The Salters serve up tons of foodie trivia. The origin of the “Baby Ruth.” The health benefit of dark chocolate (15 times more antioxidants than broccoli). Unsurprisingly, they have collected tasty anecdotes I’ve seen nowhere else. Some are wonderfully eccentric: a dying man’s farewell gift to his wife (600 jars of her favorite jams). Others are literary, and feature Turgenev, Balzac, Dumas, Beckett.
The Salters love France. When Kay was giving birth to their son Theo in Paris, James had a bottle of Chateau Latour ready, so the great wine might moisten the lips of their newborn — a custom of French kings. Decades later, they mention that they spend a week in Paris, “largely at the Louvre,” and top it off with lunch at Le Grand Vefour. This is not snobbery. It is taste in action.
Armchair readers will delight in the Salters’ peppering of the book with great French historical anecdotes. Like: Talleyrand. 1803. No fish to be had in Paris. At a state dinner, the servant carrying an enormous salmon trips and falls. All are horrified. Talleyrand calmly says, “Bring in another salmon.” And, in a flash, another salmon appears. The punch line: “The whole incident had been planned."
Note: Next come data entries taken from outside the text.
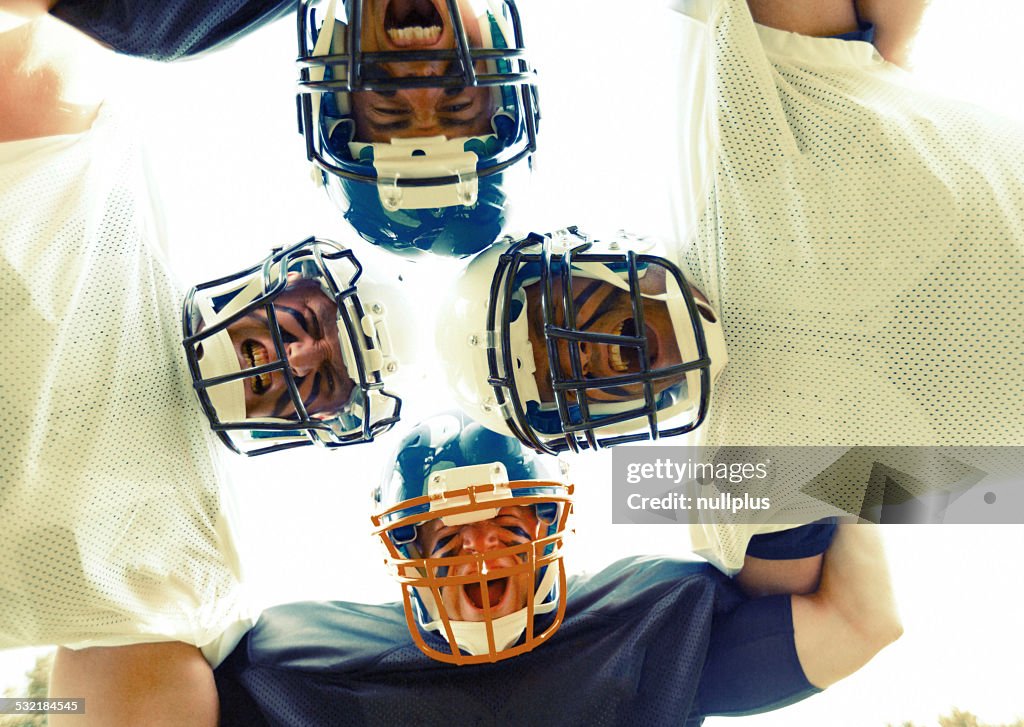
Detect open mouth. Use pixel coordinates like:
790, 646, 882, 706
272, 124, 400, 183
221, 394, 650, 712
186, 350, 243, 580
608, 318, 658, 374
463, 578, 509, 611
242, 338, 270, 395
384, 0, 444, 47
But let’s not make this too special. The Salters tell you about a cheap but noble Italian red wine (Salice Salentino). They explain why you can’t get decent Brie in America. They warn you against the Zagat guides. And they make you feel, in every sentence, that if you aim high, read widely and throw yourself into new experiences, you can create your own, equally tasty book of meals.